“HerstoRIH” is made!
CNBC reported that Rihanna, our Bajan bad gal, is now the youngest self-made billionaire in the United States, with a stunning net worth of $1.4 billion.
The 34-year-old recording artist, songstress, and prospering entrepreneur was recently featured on Forbes’ annual list of America’s richest self-made women for the third year in a row, ranking 21st overall.
But that’s not all. The Fenty Beauty CEO is the only one under 40 who made the list.
Rihanna’s fortune is dripping with self-made badness. The “Pour It Up” singer, whose full name is Robyn Rihanna Fenty, is famed for her music career, which catapulted her into icon status within the industry. From shifting away from her Caribbean roots to dropping 2007’s “Good Girl Gone Bad” and leading the charge with the album’s first single, “Umbrella,” to releasing a new top-selling album each year, Rihanna’s billionaire status speaks to an undisputed success in her music career.
Although she hasn’t released any music after 2016’s Anti, the nine-time Grammy Award winner’s creative muse has also triggered various entrepreneurial and philanthropic pursuits. Her innate sense of style—from cutting-edge hairstyles to her “fashion killa” caliber —has earned her over 70 magazine covers.

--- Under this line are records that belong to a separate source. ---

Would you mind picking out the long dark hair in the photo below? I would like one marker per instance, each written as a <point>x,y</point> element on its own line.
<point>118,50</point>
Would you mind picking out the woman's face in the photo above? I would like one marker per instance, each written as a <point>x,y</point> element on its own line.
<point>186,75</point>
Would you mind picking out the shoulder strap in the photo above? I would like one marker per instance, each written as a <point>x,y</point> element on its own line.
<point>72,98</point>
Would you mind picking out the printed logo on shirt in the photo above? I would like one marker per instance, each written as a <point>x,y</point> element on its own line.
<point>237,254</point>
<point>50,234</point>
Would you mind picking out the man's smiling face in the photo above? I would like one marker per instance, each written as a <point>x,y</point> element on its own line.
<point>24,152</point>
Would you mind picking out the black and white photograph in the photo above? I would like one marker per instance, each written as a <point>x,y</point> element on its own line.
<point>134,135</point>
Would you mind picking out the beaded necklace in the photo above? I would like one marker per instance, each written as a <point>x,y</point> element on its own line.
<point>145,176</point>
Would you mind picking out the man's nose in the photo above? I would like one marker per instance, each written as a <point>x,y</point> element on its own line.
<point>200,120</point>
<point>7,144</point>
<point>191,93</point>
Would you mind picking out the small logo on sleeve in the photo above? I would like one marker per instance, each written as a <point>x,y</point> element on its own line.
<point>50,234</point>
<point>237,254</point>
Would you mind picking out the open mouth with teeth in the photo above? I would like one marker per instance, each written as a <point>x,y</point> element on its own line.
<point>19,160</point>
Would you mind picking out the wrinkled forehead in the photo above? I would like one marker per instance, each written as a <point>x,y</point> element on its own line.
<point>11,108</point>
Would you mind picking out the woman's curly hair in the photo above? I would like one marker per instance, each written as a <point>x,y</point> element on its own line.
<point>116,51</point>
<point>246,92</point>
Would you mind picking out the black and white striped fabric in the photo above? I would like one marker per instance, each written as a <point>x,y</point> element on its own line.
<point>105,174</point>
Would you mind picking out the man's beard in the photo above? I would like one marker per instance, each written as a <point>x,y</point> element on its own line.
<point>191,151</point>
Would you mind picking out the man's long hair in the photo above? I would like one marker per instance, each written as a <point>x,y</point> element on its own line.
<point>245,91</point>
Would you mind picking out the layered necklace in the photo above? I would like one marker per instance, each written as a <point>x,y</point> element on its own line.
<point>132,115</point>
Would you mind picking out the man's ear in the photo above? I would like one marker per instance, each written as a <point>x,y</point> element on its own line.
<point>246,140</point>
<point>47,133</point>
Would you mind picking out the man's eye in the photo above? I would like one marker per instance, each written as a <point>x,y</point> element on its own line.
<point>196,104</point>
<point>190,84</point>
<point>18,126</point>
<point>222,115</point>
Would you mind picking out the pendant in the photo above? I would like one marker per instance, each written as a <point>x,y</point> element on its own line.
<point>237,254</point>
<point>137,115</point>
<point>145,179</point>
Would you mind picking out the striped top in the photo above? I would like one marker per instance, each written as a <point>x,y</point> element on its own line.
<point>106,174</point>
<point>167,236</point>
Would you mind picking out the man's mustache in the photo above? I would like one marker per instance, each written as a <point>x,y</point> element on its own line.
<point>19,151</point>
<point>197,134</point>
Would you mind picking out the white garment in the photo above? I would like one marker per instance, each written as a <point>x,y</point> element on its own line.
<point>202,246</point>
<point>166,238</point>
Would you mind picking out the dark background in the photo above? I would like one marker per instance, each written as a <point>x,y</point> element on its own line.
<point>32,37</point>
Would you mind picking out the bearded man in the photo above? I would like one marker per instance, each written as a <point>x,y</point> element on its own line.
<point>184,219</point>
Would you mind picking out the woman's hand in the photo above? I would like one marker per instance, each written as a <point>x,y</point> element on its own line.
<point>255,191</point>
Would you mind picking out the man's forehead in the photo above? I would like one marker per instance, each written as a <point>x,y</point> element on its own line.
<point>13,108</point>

“Every time it was about challenging myself: I have to do better, I have to do better. And what’s next, what’s next? I just started branching out into different creative outlets. That’s what makes me happy,” Rihanna told The New York Times Style Magazine.
Back in March, BLACK ENTERPRISE reported that Rihanna was talking with advisers on an initial public offering that could value Savage X Fenty lingerie at $3 billion or more. Goldman Sachs Group Inc. and Morgan Stanley were among the banks Savage X Fenty was working with. With 30% company ownership, Rihanna also owns half of Fenty Beauty, which generated $550 million in revenue in 2020. The French luxury fashion conglomerate LVMH owns the other half.
While the racks come in, Rihanna is also navigating motherhood since giving birth to a baby boy earlier in May. She isn’t too focused on reaching financial milestones.
“The money means that I can take care of my family. The money means that I can facilitate the businesses that I want to. I can create jobs for other people. My money is not for me; it’s always the thought that I can help someone else or, in the future, for if I have kids. The world can really make you believe that the wrong things are priority, and it makes you really miss the core of life, what it means to be alive,” the new mother continued.